Abel casi traga mal ese último sorbo de café, estaba más que claro que Charlie lo conocía bien, pero que supiera sobre ese otro acontecimiento… no estaba preparado para comentar algo así, a menos que quisiera que su amigo lo comenzara a ver como un fenómeno y eso, jamás.
—Sí, sí, te lo juro —dijo Abel un poco nervioso—. Ya sabes cómo están las cosas a veces. Pero estoy seguro que cuando Karina salga de ese hospital todo va a ir sobre ruedas.

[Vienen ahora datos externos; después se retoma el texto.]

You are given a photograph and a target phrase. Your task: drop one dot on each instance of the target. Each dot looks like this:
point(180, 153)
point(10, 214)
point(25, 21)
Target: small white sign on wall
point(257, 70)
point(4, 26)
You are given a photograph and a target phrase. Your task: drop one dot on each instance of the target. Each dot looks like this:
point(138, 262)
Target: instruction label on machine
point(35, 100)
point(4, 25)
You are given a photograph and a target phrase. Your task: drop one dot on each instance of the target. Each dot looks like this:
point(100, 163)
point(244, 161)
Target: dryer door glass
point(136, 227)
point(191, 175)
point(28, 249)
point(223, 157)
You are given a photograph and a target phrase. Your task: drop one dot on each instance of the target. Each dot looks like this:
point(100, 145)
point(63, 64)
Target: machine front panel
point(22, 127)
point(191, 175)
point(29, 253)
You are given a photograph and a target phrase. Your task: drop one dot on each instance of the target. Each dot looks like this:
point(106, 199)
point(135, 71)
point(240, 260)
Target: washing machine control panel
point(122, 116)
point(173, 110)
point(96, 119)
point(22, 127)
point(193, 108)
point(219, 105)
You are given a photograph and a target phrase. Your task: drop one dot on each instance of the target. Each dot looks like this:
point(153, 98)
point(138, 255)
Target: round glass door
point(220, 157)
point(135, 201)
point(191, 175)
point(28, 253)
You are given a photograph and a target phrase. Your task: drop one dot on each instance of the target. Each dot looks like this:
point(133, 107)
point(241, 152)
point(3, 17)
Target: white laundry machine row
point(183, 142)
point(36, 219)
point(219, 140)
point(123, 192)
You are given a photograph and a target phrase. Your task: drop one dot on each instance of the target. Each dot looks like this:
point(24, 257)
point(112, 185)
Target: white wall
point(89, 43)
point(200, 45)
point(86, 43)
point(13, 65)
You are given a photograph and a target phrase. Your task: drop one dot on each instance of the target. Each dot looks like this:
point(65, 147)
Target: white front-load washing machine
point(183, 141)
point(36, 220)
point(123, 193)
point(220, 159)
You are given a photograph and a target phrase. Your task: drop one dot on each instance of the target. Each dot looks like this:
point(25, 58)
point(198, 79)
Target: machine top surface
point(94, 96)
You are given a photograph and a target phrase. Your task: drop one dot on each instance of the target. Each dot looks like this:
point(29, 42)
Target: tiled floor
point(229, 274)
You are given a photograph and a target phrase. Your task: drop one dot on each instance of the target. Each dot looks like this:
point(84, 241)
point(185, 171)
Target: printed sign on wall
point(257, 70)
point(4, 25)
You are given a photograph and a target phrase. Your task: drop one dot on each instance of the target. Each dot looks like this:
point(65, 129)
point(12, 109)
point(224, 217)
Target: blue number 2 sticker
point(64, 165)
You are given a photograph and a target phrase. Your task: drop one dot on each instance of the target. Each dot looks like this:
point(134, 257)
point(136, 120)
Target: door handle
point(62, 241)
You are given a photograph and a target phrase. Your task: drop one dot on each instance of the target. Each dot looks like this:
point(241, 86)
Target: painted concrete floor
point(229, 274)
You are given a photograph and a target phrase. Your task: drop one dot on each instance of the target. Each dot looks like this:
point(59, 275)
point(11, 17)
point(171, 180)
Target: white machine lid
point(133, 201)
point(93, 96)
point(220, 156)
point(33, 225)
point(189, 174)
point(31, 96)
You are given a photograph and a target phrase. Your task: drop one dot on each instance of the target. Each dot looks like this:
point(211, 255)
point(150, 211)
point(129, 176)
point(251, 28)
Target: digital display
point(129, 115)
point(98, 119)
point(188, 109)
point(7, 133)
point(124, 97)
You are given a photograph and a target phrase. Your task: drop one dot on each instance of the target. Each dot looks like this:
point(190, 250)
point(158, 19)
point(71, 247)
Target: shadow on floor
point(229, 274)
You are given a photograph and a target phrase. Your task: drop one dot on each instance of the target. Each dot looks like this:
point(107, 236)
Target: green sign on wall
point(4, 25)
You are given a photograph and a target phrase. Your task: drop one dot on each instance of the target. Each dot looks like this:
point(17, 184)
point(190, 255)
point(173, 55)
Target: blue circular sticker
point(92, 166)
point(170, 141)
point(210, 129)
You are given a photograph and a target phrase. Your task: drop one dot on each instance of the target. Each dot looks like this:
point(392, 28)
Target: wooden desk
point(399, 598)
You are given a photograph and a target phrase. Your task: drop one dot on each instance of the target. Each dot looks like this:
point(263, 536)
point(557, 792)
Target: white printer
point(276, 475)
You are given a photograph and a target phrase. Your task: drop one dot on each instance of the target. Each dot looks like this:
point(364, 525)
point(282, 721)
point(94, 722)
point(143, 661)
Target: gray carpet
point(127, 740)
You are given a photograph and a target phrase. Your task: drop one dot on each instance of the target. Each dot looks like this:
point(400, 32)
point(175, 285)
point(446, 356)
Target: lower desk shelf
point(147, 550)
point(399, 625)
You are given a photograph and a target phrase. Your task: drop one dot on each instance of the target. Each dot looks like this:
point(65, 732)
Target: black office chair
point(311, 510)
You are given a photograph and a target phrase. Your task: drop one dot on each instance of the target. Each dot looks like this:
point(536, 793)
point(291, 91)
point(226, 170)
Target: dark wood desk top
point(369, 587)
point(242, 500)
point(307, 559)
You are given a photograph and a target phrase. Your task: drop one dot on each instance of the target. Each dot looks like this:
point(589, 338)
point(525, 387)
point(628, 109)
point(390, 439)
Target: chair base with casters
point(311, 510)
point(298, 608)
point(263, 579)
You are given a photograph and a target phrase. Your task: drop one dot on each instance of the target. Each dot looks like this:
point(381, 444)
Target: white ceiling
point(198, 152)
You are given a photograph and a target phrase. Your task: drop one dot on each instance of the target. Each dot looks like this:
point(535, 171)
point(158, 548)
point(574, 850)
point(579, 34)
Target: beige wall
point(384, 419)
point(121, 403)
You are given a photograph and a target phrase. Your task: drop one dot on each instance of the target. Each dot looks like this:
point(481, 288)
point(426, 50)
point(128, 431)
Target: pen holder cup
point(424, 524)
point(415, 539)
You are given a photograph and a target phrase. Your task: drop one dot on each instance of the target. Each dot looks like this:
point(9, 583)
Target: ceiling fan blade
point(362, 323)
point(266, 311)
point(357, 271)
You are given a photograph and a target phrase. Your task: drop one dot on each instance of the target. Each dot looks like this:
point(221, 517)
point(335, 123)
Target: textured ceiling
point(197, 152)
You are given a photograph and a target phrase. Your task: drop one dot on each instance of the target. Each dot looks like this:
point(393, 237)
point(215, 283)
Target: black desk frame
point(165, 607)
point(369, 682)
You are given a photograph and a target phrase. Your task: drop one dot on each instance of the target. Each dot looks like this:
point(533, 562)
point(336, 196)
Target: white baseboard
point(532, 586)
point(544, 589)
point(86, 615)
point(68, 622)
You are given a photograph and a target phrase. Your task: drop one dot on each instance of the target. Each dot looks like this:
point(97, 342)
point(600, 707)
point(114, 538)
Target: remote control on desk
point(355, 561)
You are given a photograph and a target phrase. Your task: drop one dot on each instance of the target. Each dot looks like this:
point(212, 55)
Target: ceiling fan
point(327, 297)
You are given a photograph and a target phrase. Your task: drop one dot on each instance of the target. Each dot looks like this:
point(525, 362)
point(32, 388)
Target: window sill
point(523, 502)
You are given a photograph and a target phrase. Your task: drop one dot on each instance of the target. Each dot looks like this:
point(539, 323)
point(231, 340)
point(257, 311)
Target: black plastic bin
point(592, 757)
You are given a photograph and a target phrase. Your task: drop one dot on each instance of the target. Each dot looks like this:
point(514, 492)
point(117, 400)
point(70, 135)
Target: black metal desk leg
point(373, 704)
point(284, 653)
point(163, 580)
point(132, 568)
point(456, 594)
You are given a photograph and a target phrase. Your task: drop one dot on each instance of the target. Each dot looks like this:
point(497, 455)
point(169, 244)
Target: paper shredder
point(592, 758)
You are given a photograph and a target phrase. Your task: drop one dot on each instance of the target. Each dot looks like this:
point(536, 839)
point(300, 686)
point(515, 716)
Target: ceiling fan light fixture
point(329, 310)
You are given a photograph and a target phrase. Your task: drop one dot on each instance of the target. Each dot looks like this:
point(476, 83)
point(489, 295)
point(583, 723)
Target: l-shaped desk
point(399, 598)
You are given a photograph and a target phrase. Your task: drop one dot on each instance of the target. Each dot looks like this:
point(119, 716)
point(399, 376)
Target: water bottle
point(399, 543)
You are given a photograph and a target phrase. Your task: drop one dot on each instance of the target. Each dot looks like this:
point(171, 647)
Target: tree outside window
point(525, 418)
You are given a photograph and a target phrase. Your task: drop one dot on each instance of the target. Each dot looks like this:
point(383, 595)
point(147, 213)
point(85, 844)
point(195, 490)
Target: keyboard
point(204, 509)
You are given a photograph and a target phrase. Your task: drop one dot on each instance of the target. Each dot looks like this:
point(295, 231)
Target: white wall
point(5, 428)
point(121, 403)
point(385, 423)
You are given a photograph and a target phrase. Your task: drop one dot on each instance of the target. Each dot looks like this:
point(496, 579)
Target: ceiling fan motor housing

—Ese es mi amigo… Y ahora que lo mencionas, no puedo creer que vayas a sentar cabeza antes que yo, hermano —comentó Charlie para palmear la espalda de su amigo y siguieron desayunando como si nada.
Abel sonrió y dejó que Charlie terminara tranquilo su desayuno, pero en el fondo sabía que la verdadera razón de sus mayores distracciones era la situación con la mujer del retrato y la enigmática imagen de ella, además de aquel brillo cegador del dije en su cuello. En definitiva, debía llevar ese tema solo, si quería que su vida fuera lo más normal posible.
De pronto notó que, su amigo ya lo estaba viendo algo preocupado y eso lo hizo sobresaltarse internamente. Creyó que lo que le había respondido había sido más que suficiente, pero estaba equivocado.
—¿Qué? ¿Tengo algo en la cara o qué carajos? —preguntó Abel, sonando un poco molesto—. En serio, Charlie, solo es estrés. Todo volverá a la normalidad pronto.
Charlie suspiró y negó con la cabeza.
—Está bien, te creeré, pero si necesitas hablar, sabes que cuentas conmigo, ¿verdad?
Abel asintió, agradecido y devolvió aquel gesto, palmeando la espalda de su amigo.
—Lo sé, muchas gracias —musitó y ambos se dedicaron a pedir la cuenta.
Las horas pasaron y después de un largo día de trabajo, en el que tuvo que lidiar con muchos clientes desconformes -era una de esas jornadas difíciles-, regresó a la casa muy cansado, podía sentir que la frustración pesaba en sus hombros con cada paso.
Aunque aun no se había mudado oficialmente a la casa antigua, Abel había decidido prolongar su estancia en el lugar e incluso ya había llevado muchas de sus cosas personales, así que estaba claro que algo lo motivaba a seguir quedándose en ese lugar y sabía el porqué.
Subió las escaleras con pesadez para dirigirse a una de las habitaciones más cómodas comparadas con la de huéspedes. Al llegar se despojó de su pesado saco y se comenzó a desvestir. Se dio una ducha con agua tibia que recorría su fornida figura y sus músculos al fin se destensaron.
Después, se puso cómodo con una pijama suya y salió al pasillo que conducía a la sala en la que había una televisión. Fue en ese momento en que recordó el cuadro de la joven que había colocado recientemente en ese lugar.
Tragó saliva con dificultad, porque la razón por la que recordó ese detalle había sido la presencia que sintió y que lo puso alerta. Giró la cabeza con lentitud para encarar el cuadro y lo que vio lo dejó paralizado.
La doncella del retrato, que recordaba tenía una expresión serena, en esos momentos parecía triste y no solo eso… Una lágrima surcaba su mejilla y al apreciarla mejor brillaba con una tenue luz en la penumbra del pasillo.
—No puede ser… Pero, ¡qué diablos! —murmuró Abel, mientras se frotaba los ojos, convencido de que estaba viendo cosas por el cansancio; pero cuando volvió a mirar, aquella lágrima seguía allí.
La tristeza en el rostro de la joven era inconfundible, tanto así que un escalofrío recorrió su columna al instante. Eso tenía que ser una ilusión.